Cox Business gives enterprise strategy an ‘edge’ with launch of edge services
Cox Business took its edge strategy one step further with the launch of Cox Edge, a low latency compute platform. The service will be offered from fifteen of Cox’s last-mile edge data centers, and will comprise compute, storage, edge CDN as well as serverless computing and managed kubernetes services.
As you would expect with edge service, speed is the draw here. Not just network latency either; Cox says its NoSQL databases, API calls and HTTP GET requests run faster than comparable hyperscale services. Cox Edge is aimed at gaming services and the media and entertainment industry as well as IoT use cases and organisations with a need for dynamic content delivery.
Analysis
Like many cable carriers, Cox has been active in edge services for a while, starting with experiments in video content delivery going back to the days of open caching systems as one example. More recently, Cox took a stake in Stackpath, a provider of CDN, security, and edge services, back in March. Stackpath services, unsurprisingly, appear to form the basis for several Cox Edge services. Some services, such as a distributed NoSQL database, however, aren’t offered by Stackpath and could signal that Cox has more technology partnerships to announce.

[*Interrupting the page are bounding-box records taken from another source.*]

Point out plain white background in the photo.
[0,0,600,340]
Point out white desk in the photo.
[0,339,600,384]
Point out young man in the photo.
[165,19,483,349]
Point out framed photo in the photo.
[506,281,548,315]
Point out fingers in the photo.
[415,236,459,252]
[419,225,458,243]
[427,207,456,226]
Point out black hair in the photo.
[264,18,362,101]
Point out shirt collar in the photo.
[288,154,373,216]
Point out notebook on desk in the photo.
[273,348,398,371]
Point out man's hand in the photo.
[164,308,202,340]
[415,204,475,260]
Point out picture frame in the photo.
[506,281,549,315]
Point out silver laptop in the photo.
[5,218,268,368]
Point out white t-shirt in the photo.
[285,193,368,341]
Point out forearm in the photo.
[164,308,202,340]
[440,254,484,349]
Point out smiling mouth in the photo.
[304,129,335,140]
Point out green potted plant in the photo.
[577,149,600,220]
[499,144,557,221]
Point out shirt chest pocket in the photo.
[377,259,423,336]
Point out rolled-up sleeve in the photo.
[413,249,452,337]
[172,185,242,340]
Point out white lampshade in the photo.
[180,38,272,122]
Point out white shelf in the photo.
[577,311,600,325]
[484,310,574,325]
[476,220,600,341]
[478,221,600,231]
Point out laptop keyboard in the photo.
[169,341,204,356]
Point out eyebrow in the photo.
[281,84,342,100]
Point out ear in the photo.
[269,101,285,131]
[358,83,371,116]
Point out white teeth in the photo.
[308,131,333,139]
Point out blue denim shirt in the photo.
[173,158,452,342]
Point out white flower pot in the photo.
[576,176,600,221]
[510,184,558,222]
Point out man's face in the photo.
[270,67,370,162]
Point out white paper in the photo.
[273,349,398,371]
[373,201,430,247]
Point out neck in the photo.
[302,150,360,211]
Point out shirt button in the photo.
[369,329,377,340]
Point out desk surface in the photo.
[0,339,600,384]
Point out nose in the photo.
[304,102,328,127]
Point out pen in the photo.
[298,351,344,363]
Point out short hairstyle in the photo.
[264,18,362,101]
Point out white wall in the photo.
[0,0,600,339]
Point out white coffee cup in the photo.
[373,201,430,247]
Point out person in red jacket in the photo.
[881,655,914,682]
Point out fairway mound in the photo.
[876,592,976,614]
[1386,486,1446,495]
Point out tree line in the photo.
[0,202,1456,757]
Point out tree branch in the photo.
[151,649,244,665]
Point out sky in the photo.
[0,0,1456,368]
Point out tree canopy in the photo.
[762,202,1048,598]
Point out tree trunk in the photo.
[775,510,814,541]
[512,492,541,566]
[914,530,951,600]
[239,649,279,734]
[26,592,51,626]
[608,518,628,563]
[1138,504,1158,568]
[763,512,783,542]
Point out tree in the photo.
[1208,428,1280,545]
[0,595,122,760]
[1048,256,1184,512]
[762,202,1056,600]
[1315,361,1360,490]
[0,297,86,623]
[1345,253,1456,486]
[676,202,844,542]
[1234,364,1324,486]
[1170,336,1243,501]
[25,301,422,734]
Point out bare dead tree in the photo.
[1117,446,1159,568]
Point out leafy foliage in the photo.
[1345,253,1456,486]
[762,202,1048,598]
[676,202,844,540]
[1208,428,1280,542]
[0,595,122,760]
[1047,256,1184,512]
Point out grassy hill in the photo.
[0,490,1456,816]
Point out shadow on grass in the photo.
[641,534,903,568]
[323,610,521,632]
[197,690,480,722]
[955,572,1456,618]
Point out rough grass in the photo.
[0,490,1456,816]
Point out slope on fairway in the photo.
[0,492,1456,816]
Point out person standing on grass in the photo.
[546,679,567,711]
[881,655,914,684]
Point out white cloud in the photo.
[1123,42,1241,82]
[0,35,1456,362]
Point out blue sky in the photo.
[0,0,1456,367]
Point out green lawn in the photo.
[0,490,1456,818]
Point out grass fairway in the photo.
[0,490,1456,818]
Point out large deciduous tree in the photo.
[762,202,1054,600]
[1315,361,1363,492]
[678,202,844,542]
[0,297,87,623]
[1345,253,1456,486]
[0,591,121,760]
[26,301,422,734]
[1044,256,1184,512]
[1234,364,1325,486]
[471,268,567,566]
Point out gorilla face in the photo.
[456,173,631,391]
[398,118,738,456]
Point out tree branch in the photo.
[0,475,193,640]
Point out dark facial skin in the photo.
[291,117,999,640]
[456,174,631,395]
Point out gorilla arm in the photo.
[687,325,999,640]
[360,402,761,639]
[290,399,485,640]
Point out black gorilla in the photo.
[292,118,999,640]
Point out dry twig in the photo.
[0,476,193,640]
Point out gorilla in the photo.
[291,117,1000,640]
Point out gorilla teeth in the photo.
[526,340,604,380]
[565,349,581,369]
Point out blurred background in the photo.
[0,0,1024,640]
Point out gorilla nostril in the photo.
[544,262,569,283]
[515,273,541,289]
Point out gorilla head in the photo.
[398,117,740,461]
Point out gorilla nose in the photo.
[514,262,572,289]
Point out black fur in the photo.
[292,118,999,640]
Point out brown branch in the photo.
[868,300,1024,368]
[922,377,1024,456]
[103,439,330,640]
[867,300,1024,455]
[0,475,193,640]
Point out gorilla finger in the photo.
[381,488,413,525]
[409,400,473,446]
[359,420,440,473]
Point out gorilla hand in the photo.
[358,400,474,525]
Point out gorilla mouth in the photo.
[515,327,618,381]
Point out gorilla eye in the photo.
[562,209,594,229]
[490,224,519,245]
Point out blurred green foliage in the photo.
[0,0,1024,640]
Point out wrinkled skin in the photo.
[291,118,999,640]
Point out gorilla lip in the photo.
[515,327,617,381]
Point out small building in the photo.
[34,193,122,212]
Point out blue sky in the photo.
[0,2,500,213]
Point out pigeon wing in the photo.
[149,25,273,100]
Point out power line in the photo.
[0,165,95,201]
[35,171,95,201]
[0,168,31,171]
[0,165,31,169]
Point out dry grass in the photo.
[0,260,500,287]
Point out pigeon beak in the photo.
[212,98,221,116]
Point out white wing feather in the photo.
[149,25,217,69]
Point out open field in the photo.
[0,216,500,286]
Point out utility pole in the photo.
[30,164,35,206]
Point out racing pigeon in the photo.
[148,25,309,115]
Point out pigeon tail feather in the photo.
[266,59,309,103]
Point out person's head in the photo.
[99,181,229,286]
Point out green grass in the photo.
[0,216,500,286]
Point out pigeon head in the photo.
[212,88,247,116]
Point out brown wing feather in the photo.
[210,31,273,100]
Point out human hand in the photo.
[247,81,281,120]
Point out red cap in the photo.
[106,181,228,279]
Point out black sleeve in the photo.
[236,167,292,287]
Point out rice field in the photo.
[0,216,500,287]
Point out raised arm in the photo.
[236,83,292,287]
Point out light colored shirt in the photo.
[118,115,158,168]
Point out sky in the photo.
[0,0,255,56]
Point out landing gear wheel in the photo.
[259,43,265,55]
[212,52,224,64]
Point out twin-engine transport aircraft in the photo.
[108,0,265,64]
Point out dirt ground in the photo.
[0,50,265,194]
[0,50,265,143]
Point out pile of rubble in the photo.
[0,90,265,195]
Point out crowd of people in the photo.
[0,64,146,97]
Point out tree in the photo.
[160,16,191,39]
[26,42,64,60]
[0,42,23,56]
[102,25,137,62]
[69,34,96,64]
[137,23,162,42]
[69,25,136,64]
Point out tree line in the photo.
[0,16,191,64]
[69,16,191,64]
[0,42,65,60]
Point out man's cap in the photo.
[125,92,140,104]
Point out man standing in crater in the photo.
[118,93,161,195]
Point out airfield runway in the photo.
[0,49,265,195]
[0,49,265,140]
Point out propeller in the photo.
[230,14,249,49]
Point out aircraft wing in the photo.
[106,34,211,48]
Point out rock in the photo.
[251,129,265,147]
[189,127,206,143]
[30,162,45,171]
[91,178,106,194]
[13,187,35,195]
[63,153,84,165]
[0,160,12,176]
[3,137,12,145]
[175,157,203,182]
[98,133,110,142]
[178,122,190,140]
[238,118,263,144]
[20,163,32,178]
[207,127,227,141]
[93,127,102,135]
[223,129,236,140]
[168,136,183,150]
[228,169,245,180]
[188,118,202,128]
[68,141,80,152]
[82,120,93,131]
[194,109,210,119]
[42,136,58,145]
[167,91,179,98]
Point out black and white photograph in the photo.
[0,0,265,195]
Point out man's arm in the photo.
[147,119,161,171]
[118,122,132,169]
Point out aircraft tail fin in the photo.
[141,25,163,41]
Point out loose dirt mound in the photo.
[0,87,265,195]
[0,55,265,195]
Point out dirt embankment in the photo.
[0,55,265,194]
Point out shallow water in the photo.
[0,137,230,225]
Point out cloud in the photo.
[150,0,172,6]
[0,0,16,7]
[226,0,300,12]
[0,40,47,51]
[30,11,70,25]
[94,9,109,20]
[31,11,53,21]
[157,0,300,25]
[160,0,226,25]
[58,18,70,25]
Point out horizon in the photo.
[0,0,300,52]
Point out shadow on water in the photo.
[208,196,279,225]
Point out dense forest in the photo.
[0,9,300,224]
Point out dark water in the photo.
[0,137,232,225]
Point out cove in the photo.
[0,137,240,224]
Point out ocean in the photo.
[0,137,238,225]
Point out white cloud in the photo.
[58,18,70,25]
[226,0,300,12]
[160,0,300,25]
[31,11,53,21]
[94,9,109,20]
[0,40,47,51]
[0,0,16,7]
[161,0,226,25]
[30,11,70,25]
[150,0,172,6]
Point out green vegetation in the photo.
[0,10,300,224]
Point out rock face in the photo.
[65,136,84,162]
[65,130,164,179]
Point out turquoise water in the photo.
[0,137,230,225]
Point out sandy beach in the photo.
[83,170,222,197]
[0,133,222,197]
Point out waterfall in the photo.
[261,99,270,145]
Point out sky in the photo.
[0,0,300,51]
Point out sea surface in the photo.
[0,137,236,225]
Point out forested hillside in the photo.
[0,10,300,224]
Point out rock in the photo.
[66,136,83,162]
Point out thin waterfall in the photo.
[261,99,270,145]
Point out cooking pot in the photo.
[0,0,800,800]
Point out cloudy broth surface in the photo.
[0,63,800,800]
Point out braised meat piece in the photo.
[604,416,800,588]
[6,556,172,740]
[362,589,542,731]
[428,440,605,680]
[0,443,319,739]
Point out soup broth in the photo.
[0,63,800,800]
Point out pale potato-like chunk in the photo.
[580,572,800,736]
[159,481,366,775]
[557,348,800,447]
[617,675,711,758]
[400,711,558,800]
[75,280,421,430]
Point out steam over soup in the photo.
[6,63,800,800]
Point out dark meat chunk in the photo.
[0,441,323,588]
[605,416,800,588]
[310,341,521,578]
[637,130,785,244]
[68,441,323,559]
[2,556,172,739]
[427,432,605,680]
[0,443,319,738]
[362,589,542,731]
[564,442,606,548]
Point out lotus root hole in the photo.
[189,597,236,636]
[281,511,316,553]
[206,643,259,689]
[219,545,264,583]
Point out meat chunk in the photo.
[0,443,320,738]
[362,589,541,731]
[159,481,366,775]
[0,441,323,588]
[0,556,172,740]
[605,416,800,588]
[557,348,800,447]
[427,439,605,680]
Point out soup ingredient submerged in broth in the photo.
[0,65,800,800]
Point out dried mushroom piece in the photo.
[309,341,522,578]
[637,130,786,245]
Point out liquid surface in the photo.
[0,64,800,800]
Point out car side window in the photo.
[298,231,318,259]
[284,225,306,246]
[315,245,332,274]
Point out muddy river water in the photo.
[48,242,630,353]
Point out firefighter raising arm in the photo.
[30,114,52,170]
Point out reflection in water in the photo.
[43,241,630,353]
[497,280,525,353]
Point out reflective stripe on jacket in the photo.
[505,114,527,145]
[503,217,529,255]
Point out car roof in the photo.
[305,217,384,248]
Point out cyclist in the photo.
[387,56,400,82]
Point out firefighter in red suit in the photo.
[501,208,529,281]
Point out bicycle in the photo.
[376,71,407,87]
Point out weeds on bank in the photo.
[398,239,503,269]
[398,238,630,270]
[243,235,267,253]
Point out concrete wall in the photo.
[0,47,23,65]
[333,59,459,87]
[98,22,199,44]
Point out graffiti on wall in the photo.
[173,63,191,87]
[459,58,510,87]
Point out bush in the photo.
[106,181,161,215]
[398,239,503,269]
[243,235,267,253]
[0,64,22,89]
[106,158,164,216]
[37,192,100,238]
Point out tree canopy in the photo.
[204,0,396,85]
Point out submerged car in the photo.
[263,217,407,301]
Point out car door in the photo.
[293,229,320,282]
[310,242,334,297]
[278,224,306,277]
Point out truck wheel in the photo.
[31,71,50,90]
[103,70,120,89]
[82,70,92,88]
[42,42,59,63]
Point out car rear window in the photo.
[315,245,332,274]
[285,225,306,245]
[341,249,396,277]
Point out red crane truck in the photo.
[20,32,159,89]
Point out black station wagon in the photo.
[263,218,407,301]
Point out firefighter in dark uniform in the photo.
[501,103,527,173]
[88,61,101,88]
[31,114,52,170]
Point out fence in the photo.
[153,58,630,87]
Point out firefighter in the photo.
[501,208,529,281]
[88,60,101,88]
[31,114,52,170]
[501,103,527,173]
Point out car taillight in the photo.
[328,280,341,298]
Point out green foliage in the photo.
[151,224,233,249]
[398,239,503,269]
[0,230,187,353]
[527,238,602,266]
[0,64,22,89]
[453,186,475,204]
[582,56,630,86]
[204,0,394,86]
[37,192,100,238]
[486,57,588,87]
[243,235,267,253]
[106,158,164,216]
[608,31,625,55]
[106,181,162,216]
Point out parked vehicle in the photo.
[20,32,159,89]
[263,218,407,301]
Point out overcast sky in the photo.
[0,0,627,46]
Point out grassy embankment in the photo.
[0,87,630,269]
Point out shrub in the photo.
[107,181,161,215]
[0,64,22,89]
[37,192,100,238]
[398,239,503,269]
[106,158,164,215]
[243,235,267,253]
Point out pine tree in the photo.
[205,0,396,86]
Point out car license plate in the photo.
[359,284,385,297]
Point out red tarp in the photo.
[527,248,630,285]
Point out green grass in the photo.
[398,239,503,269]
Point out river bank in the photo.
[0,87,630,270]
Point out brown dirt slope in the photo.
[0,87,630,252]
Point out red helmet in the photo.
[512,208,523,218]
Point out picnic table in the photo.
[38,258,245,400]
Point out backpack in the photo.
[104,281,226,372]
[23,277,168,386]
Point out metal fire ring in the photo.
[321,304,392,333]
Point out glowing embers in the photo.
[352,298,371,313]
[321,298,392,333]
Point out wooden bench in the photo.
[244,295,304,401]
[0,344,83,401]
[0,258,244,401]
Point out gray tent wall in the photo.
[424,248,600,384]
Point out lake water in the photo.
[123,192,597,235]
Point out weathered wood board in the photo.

Cox has an extensive enterprise business services portfolio (the company says it serves 335,000 small and regional enterprise customers), so stitching its network, CDN capabilities and enterprise portfolio together makes sense, but cable providers have historically made limited inroads into large enterprises beyond the network infrastructure. The partnership with Stackpath can help uncover some additional customers, but partnerships with systems integrators and perhaps even cloud providers (a la Verizon-AWS style deals) could move adoption along.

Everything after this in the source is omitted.